Cássio foi então escalado para a seleção Sub 20, que o ajudou a carimbar seu passaporte para a Europa. Em 2007, se transferiu para o holandês PSV Eindhoven, mesmo clube quer tirou Romário e Ronaldo do Brasil, sem muito espaço, onde ficou por quatro anos e meio, até acertar com o Corinthians.
"Na Europa, ficava muito desanimado quando não era convocado. A gente se falava por telefone e, um dia, ele me disse chorando que tinha vontade de largar tudo. Mas conversamos e ele concordou em insistir na carreira", recorda a mãe.
De terceiro goleiro no Corinthians, ganhou uma chance nas oitavas de final da Libertadores contra o Emelec. Teve bela atuação e ganhou a vaga de titular. A vida mudou para todos. Cássio renovou com o clube até 2015 e construiu para a família "uma casa de três andares" ao lado da antiga. "Quando ele estava no Grêmio, vinha nos visitar e a gente ficava jogando bola em frente de casa. Agora minha mãe mora aqui, ao lado da casa velha, nessa que meu irmão mandou fazer", explica o eufórico Eduardo.
Gigante era o apelido de Cássio na escolinha em Veranópolis. Na base do Grêmio, já com quase os seus atuais 1,95 m de altura, o chamavam de Frankstein. "Esse apelido ele odeia até hoje", entrega o irmão.
CHURRASCO GAÚCHOCássio está voltando para casa. Mas antes de desembarcar em Veranópolis, passa ao menos dois dias em São Paulo para uma série de entrevistas. Dona Luciane planeja um churrasco para o filho. Enquanto isso, Kojak tem dias intensos. "Nunca lavei tanto carro como hoje", comenta João Carlos, entre uma lavagem e outra, em seu lava-rápido. O movimento cresceu. "Todo mundo estava vindo aqui abraçar a gente", conta o ilustre morador da cidade, só não mais famoso que o sobrinho, aquele para quem ele deu o primeiro par de luvas.

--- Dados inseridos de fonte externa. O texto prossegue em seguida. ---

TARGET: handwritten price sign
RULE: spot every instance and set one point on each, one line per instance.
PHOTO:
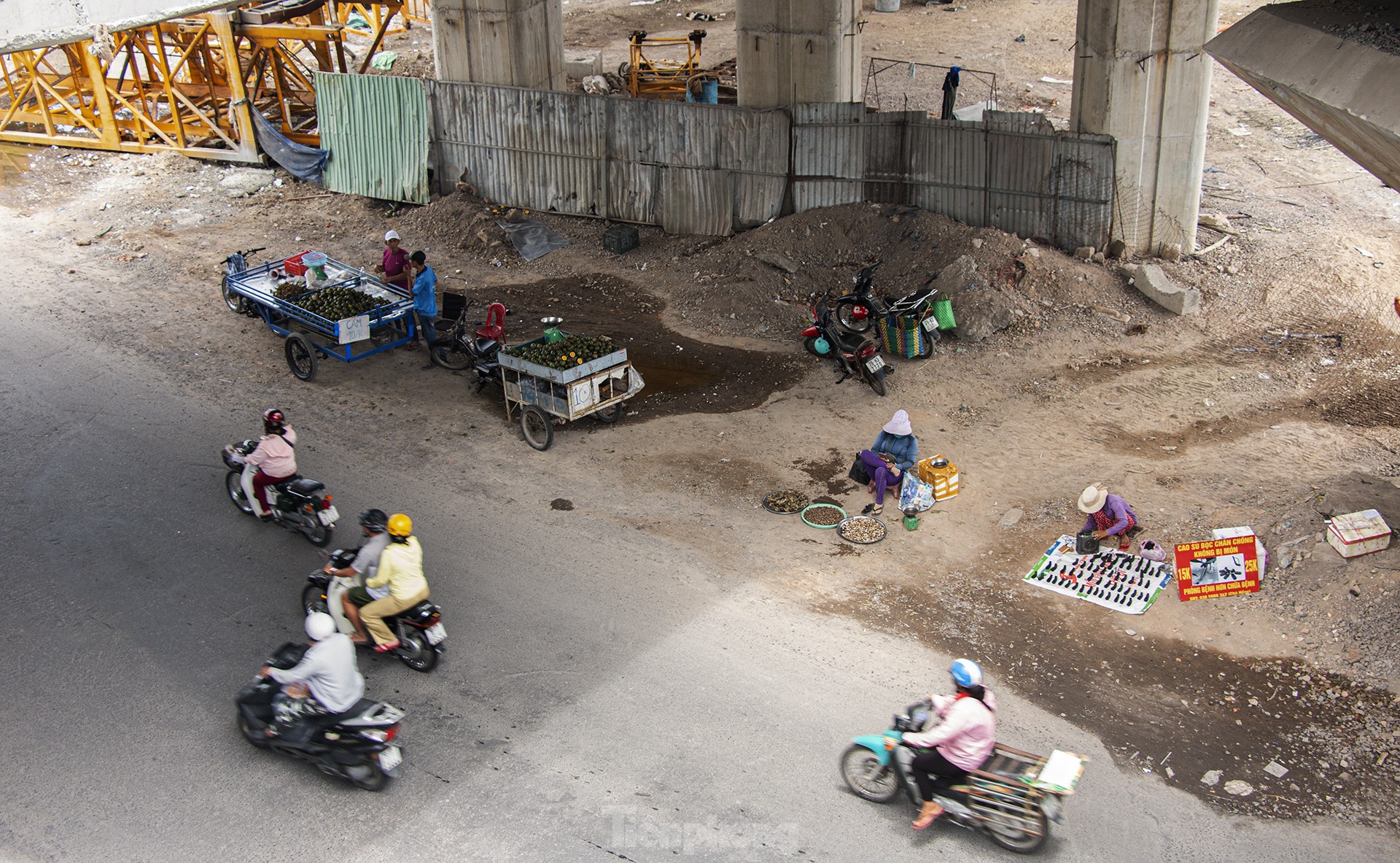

"Ele saiu de uma família humilde. Não foi fácil. Mas hoje a gente fica orgulhoso em saber que criou uma pessoa super educada e que está sendo respeitada e reconhecida em todo mundo", diz João Carlos, o grande incentivador do herói e ídolo da nação corintiana. Cássio, como todos sabem, parou o time do Chelsea na grande final do Mundial. Entrou para a história.